We would like to use containers as we would like to host many services but only have 2 server (asus vivo pc), it could be done other way but with the softare separations granted by containers we enhance security and keep configuration simpler.

LVM

To provision logical partitions for LXC containers we use LVM, a logical volume manager that handles I/O on our host. I don’t see advantages over using directories to store the container root filesystem but I trust my peers advice.

Creating lxc containers on lvm

We are using Ansible to provision containers and configure them but it could be done manually from the terminal

lxc-create -n wiki \
           --bdev lvm \
	   --vgname biffvg \
	   --lvname vm_wiki \
	   --fsstye xfs \
	   --fssize 5G \
	   -t debian \
	   -- --packages=ssh,python --release=stretch

A really brief overview: create a LXC container called wiki, use lvm as storage, use the biffvg volume group, the volume name is vm_wiki, the filesystem is xfs, the volume is 5G large, use the debian template with the options –packages=ssh,python –release=stretch.

Recently I upgraded our container host and installed the 2.0.5 version of lxc and , this has lead to a problem with Ansible in the lxc_container module.

Ansible can’t really ask for user input during a task execution but during the container creation lvm needed an interactive confirmation.

lxc-create -n wiki \
           --bdev lvm \
	   --vgname biffvg \
	   --lvname vm_wiki \
	   --fssize 5G \
	   --fstype xfs \
	   -t debian -- --release=stretch --packages=ssh,python
File descriptor 3 (/var/lib/lxc/wiki/partial) leaked on lvcreate invocation. Parent PID 10761: lxc-create
  Using default stripesize 64.00 KiB.
  WARNING: xfs signature detected on /dev/biffvg/vm_wiki at offset 1080. Wipe it? [y/n]: 

This interctive question would break our playbook because of a timeout error, we couldn’t give an answer and Ansible interpreted the timeout as an error. This is odd as we have already addressed this problem with a destroy_container playbook that does exactly a filesystem wipe. Evidently lvm stores filesystem signatures somewhere in metadata not in the volume.

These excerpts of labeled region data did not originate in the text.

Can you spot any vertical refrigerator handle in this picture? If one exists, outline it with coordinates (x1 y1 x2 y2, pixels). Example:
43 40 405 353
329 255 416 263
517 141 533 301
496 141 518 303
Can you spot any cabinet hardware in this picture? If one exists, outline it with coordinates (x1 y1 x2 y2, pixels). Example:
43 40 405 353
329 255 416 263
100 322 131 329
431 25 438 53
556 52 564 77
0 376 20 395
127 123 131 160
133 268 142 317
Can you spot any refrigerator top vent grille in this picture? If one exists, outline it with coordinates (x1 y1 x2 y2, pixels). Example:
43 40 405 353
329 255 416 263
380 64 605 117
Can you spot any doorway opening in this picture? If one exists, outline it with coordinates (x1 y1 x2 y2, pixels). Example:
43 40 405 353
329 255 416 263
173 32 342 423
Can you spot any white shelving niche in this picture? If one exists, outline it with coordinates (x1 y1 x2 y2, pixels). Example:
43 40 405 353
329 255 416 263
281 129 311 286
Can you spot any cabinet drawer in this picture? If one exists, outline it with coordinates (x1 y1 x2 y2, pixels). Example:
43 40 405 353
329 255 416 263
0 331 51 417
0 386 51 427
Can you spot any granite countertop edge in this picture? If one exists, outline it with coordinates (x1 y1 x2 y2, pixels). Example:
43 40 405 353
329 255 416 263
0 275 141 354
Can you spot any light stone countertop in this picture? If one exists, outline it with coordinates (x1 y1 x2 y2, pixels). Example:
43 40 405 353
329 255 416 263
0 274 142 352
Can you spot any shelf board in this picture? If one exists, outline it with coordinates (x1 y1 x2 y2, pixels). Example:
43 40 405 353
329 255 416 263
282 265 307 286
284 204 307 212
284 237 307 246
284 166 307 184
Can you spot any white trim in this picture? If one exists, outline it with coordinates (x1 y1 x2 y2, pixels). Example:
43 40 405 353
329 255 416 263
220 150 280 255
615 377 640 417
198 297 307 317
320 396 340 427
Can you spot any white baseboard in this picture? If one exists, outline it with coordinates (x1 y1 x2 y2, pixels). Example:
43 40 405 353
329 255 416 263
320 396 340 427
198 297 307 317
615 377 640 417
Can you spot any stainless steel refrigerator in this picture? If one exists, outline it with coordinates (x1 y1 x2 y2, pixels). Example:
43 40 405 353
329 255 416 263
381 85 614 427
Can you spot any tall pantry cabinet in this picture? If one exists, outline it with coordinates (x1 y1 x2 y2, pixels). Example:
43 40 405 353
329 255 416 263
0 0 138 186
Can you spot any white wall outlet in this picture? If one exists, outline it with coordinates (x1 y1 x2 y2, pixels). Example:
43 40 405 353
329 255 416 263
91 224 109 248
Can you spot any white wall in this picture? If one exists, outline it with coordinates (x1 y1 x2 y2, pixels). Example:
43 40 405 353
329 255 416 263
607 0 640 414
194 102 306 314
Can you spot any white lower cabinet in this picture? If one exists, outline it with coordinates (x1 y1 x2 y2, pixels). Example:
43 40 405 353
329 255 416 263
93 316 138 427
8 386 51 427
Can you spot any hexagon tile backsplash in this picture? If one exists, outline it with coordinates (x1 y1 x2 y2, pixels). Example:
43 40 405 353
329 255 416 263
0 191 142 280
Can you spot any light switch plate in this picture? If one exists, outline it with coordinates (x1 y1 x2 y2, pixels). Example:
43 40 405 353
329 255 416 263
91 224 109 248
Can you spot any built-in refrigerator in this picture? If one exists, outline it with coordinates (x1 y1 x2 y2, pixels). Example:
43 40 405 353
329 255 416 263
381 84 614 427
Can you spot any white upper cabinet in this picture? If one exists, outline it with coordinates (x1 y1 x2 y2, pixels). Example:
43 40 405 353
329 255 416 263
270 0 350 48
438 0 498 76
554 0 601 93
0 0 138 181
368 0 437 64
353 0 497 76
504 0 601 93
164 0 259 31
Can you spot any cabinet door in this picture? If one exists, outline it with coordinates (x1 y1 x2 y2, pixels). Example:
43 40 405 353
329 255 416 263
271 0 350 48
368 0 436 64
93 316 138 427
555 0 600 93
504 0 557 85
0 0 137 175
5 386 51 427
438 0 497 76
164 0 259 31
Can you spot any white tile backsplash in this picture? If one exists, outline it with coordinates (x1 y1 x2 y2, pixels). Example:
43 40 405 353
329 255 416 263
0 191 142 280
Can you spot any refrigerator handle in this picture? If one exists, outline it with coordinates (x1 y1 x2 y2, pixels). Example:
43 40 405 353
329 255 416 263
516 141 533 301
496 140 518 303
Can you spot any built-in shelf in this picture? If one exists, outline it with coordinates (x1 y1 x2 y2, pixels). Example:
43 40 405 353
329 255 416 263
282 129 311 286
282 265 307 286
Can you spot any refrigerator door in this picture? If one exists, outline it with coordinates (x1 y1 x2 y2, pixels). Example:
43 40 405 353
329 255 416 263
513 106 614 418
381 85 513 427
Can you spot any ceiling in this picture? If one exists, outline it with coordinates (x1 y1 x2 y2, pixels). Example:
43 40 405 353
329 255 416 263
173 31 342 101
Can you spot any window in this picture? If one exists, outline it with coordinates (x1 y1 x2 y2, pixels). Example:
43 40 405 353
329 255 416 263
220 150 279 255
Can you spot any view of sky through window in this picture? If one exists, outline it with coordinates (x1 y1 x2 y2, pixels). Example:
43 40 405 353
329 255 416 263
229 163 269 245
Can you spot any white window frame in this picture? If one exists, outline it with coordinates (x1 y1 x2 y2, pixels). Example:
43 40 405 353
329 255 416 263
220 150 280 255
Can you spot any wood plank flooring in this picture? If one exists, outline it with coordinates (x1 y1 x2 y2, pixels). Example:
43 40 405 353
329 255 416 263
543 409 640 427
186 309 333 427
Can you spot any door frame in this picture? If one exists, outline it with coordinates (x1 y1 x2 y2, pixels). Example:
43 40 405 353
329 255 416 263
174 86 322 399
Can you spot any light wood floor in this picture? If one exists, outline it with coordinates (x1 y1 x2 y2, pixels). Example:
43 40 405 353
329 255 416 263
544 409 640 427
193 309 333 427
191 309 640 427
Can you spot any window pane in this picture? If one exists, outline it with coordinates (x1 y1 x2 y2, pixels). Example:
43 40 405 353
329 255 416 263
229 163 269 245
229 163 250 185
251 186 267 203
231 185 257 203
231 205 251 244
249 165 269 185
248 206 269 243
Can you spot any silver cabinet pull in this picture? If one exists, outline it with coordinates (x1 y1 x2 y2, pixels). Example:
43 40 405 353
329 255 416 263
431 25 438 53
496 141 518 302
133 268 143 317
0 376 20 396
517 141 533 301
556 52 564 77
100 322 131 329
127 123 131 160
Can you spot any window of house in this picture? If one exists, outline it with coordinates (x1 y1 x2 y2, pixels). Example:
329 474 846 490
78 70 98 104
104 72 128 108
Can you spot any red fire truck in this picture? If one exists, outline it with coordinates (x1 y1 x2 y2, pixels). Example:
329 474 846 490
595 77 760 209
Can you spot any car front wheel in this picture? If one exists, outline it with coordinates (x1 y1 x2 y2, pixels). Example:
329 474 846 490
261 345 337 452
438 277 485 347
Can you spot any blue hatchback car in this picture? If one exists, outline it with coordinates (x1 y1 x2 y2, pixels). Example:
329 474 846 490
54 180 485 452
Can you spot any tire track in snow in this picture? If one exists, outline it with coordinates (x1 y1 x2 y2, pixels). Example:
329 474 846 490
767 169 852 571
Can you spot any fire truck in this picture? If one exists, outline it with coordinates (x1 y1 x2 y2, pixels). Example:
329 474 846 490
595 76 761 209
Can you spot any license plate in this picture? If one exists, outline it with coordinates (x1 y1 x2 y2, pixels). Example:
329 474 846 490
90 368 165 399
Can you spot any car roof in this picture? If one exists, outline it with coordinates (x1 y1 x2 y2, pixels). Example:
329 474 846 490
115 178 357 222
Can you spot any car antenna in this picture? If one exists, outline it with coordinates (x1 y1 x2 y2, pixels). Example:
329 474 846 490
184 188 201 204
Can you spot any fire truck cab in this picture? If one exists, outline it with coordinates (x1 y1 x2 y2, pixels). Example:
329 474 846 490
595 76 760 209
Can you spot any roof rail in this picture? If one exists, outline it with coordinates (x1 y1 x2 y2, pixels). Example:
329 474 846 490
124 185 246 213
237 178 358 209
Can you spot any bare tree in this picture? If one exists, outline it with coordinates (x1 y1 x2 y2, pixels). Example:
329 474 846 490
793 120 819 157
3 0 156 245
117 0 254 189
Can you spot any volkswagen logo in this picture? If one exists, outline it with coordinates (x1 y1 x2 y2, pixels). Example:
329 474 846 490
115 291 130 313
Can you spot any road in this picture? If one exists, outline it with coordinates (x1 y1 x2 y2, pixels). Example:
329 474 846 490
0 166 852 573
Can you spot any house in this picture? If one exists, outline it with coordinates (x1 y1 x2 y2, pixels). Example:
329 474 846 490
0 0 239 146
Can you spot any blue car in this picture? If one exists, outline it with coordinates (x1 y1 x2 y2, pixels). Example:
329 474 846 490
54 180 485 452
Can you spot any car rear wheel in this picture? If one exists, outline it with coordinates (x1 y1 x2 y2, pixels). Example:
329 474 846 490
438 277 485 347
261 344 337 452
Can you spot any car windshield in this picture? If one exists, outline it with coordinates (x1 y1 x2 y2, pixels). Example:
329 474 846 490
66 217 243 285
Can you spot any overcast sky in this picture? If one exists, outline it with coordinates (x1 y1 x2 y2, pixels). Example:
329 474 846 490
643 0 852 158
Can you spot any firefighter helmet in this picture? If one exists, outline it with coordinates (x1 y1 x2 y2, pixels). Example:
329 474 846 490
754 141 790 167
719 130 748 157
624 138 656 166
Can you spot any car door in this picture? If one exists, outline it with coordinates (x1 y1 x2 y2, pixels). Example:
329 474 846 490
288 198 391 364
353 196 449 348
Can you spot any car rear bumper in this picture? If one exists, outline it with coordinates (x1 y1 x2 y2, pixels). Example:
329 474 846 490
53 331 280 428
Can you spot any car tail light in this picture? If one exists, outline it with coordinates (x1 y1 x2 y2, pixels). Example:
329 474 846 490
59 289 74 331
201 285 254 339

This behaviour can be overcome by setting a lvm configuration variable

         # Configuration option allocation/wipe_signatures_when_zeroing_new_lvs.
         # Look for and erase any signatures while zeroing a new LV.
         # The --wipesignatures option overrides this setting.
         # Zeroing is controlled by the -Z/--zero option, and if not specified,
         # zeroing is used by default if possible. Zeroing simply overwrites the
         # first 4KiB of a new LV with zeroes and does no signature detection or
         # wiping. Signature wiping goes beyond zeroing and detects exact types
         # and positions of signatures within the whole LV. It provides a
         # cleaner LV after creation as all known signatures are wiped. The LV
         # is not claimed incorrectly by other tools because of old signatures
         # from previous use. The number of signatures that LVM can detect
         # depends on the detection code that is selected (see
         # use_blkid_wiping.) Wiping each detected signature must be confirmed.
         # When this setting is disabled, signatures on new LVs are not detected
         # or erased unless the --wipesignatures option is used directly.
         wipe_signatures_when_zeroing_new_lvs = 0

This would stop lvm from asking about wiping filesystem signatures on creation of a lvm volume but also demands that you cleanup a container’s filesystem on deletion.

Another problem is that lvm when creating a logical volume requires that only 3 file descriptors are open, STIN, STOUD and STDERR, others will be closed and you will see a line like this in STDOUT (generally your terminal).

On container creation

lxc-create ...
File descriptor 3 (/var/lib/lxc/wiki/partial) leaked on lvcreate invocation. Parent PID 12651: lxc-create
Using default stripesize 64.00 KiB.
...

and on container destruction

lxc-destroy -n wiki 
File descriptor 3 (/run/lxc/lock/var/lib/lxc/.wiki) leaked on lvremove invocation. Parent PID 15673: lxc-destroy

Evidently lxc uses files descriptors to keep track of what is doing on which container, this is also a problem as ansible picks up this message as an error.

To get rid of this messages there is a environment variable to set

export LVM_SUPPRESS_FD_WARNINGS=1

Now lvm won’t advertise that file descriptors have been closed, this is not a good move as it is a log message that could come in handy when debugging.